Auto lenders that sounded alarm bells about slumping car values are seeing less of a price drop than feared. Proof of the reprieve – however short-lived – is showing up in their profits.
Ally Financial Inc., the bank that gets most of its revenue from auto loans, saw record adjusted earnings in the second quarter. General Motors Co.’s finance arm reported all-time high pretax profit in the period, and Ford Credit’s was its best since 2011.
This is not the tune auto lenders were singing at the beginning of the year, when a surge of vehicles with expiring leases was sinking used-car prices and roiling earnings. The weak underlying market dynamics are still there – more than 3 million vehicles will hit the used-car market this year, a third more than in 2016, according to J.D. Power. But with used-car values holding up better than expected, banks and captive finance companies avoided taking the hit from vehicles being sold at depressed prices.
“Supply is no longer the same kind of threat that it looked like it might be at the end of last year,” said Jonathan Smoke, chief economist for Cox Automotive. “Dealers are able to buy these at auction at higher prices because the consumer is stepping up and wanting to buy those vehicles.”
The grim outlook for auto lenders at the beginning of the year stemmed from used-car prices looking poised to collapse. When customers lease a vehicle, the lender charges a monthly payment and makes an assumption of the car or truck’s value when it will be returned. If vehicles are depreciating more than anticipated, losses can pile up.
The used-car glut has spurred tighter underwriting standards by some lenders wanting to limit their exposure to risky loans. Stricter standards have led to some lower-credit buyers making the switch to the used-car market rather than buying a new vehicle. The shift in demand has helped keep used prices from free falling.
“From a macro perspective, the consumer is still in good shape,” Jeffrey Brown, Ally’s chief executive officer, said in a phone interview. “Confidence is high, debt loads are manageable, employment is still strong right now.”
Ally, which substantially cut its full-year profit forecast in March because of used-car values, said prices only fell about 5 percent in the second quarter, compared with a 7 percent drop in the first three months of the year.

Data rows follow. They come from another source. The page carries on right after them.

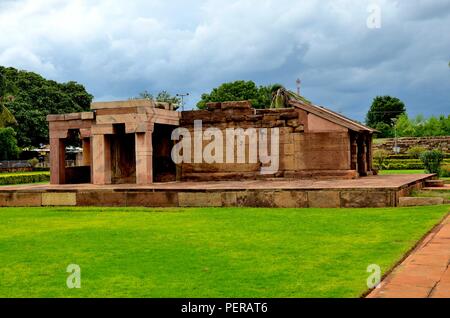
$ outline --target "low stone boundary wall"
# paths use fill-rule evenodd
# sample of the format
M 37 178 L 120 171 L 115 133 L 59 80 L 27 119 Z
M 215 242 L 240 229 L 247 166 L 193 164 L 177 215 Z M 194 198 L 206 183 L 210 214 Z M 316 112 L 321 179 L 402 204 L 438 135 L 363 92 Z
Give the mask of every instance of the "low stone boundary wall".
M 381 143 L 374 142 L 373 148 L 392 152 L 394 145 L 395 139 L 388 138 L 383 139 Z M 450 153 L 450 136 L 397 138 L 397 145 L 400 147 L 400 153 L 402 154 L 407 153 L 408 149 L 414 146 L 420 146 L 427 150 L 441 149 L 443 152 Z

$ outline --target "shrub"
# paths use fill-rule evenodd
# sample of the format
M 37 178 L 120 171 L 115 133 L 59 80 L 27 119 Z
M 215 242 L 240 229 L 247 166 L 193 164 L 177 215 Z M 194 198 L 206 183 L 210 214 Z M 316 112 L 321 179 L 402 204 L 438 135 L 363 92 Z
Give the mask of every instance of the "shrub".
M 379 149 L 379 150 L 375 150 L 373 153 L 373 159 L 375 161 L 375 167 L 378 170 L 383 170 L 384 168 L 386 168 L 385 166 L 385 161 L 387 156 L 389 155 L 389 153 L 386 150 L 383 149 Z
M 39 159 L 33 158 L 33 159 L 28 160 L 28 162 L 33 168 L 35 168 L 36 165 L 39 163 Z
M 441 177 L 450 178 L 450 165 L 442 166 Z
M 427 150 L 426 150 L 424 147 L 421 147 L 421 146 L 413 146 L 413 147 L 410 147 L 410 148 L 408 149 L 407 153 L 408 153 L 408 155 L 409 155 L 411 158 L 419 159 L 419 158 L 420 158 L 420 155 L 421 155 L 422 153 L 424 153 L 425 151 L 427 151 Z
M 422 153 L 420 155 L 420 160 L 422 160 L 427 172 L 440 174 L 444 154 L 439 150 L 433 149 Z
M 48 172 L 34 174 L 0 174 L 0 185 L 46 182 L 50 180 Z

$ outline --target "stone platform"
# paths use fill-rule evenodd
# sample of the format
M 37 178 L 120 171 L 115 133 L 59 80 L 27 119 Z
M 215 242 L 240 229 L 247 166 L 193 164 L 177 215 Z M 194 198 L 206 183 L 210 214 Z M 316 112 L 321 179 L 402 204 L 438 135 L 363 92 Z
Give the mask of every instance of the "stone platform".
M 2 186 L 0 206 L 393 207 L 433 177 Z

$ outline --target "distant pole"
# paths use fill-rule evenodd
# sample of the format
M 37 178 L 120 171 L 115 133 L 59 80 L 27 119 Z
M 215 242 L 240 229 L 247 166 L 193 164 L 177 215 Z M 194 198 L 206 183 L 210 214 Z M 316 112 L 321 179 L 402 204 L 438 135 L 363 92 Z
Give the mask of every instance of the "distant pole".
M 398 146 L 398 142 L 397 142 L 397 118 L 393 118 L 392 121 L 394 122 L 394 153 L 395 154 L 399 154 L 400 153 L 400 148 Z
M 295 84 L 297 84 L 297 95 L 300 95 L 300 85 L 302 84 L 302 81 L 299 78 L 297 78 Z
M 184 97 L 189 96 L 189 93 L 176 94 L 175 96 L 181 97 L 181 110 L 184 111 Z

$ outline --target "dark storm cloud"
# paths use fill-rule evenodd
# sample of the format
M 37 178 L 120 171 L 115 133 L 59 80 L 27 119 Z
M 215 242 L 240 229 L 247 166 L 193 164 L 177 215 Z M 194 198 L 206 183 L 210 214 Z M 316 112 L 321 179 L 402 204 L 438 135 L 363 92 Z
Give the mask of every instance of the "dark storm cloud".
M 369 29 L 368 6 L 381 9 Z M 448 114 L 448 1 L 0 1 L 0 64 L 86 85 L 97 100 L 281 83 L 362 120 L 374 96 Z

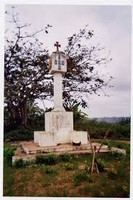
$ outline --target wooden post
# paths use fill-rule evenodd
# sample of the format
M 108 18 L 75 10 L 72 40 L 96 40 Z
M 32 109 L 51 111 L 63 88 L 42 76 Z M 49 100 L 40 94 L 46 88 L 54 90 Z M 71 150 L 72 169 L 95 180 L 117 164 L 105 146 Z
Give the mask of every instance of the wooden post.
M 93 158 L 92 158 L 91 173 L 93 173 L 93 171 L 94 171 L 96 148 L 97 148 L 96 146 L 94 146 L 94 148 L 93 148 Z
M 93 146 L 92 146 L 90 134 L 87 132 L 87 135 L 88 135 L 88 139 L 89 139 L 89 142 L 90 142 L 91 150 L 92 150 L 92 153 L 93 153 Z
M 109 134 L 109 129 L 106 131 L 106 133 L 105 133 L 105 136 L 104 136 L 104 138 L 103 138 L 103 140 L 102 140 L 102 142 L 101 142 L 101 145 L 100 145 L 100 147 L 99 147 L 99 149 L 98 149 L 97 153 L 99 153 L 99 152 L 100 152 L 100 150 L 101 150 L 101 147 L 102 147 L 102 145 L 103 145 L 103 143 L 104 143 L 104 141 L 105 141 L 106 137 L 108 136 L 108 134 Z

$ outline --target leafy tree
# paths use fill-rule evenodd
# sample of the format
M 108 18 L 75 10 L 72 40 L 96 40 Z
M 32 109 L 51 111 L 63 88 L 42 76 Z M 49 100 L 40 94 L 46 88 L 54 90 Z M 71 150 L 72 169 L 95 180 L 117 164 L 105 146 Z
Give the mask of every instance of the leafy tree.
M 74 130 L 87 130 L 89 119 L 79 108 L 80 103 L 73 105 Z
M 88 98 L 91 94 L 100 96 L 105 93 L 105 88 L 109 85 L 112 76 L 107 75 L 107 63 L 112 59 L 110 52 L 100 45 L 92 45 L 91 39 L 94 31 L 89 30 L 88 25 L 80 29 L 78 33 L 68 38 L 66 54 L 68 55 L 68 69 L 64 76 L 64 107 L 72 109 L 77 103 L 87 107 Z M 86 44 L 86 45 L 85 45 Z M 104 73 L 100 73 L 103 71 Z
M 10 15 L 10 13 L 7 13 Z M 21 25 L 17 13 L 12 13 L 15 32 L 5 38 L 5 103 L 14 122 L 27 127 L 27 103 L 36 98 L 49 98 L 52 94 L 49 81 L 48 51 L 36 38 L 40 31 L 29 33 L 29 25 Z
M 27 106 L 27 124 L 28 127 L 35 129 L 44 129 L 44 110 L 37 103 L 29 102 Z
M 41 31 L 47 34 L 51 25 L 29 33 L 30 25 L 22 25 L 16 13 L 7 15 L 12 18 L 15 28 L 10 33 L 11 38 L 9 31 L 6 31 L 8 37 L 5 37 L 5 103 L 14 127 L 18 124 L 27 127 L 29 102 L 34 102 L 36 98 L 49 100 L 53 95 L 53 78 L 49 75 L 48 67 L 49 53 L 36 37 Z M 72 110 L 77 104 L 87 107 L 89 95 L 100 95 L 100 91 L 104 92 L 112 79 L 111 76 L 99 73 L 99 69 L 111 59 L 109 55 L 104 55 L 100 45 L 87 44 L 93 35 L 93 30 L 86 26 L 68 38 L 65 49 L 69 57 L 68 70 L 63 77 L 63 105 L 66 110 Z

Ford Chief Financial Officer Bob Shanks said lease residuals – a measure of how much used cars are worth after a lease or period of ownership – were flat in the second quarter.
“I think that’s a victory,” Shanks said on a July 26 earnings call. “That’s been one of the biggest headwinds of the business now for quite a number of quarters, but as it has been written about by many of you and others in the media, we are seeing less of a downward draft on auction values than what we had expected.”
The retreat of some big banks like Wells Fargo & Co. from car loans also helped other auto-finance companies’ second-quarter results. Wells Fargo, the country’s largest auto lender, said auto originations fell 45 percent to $4.54 billion from a year earlier, the lowest in at least three years.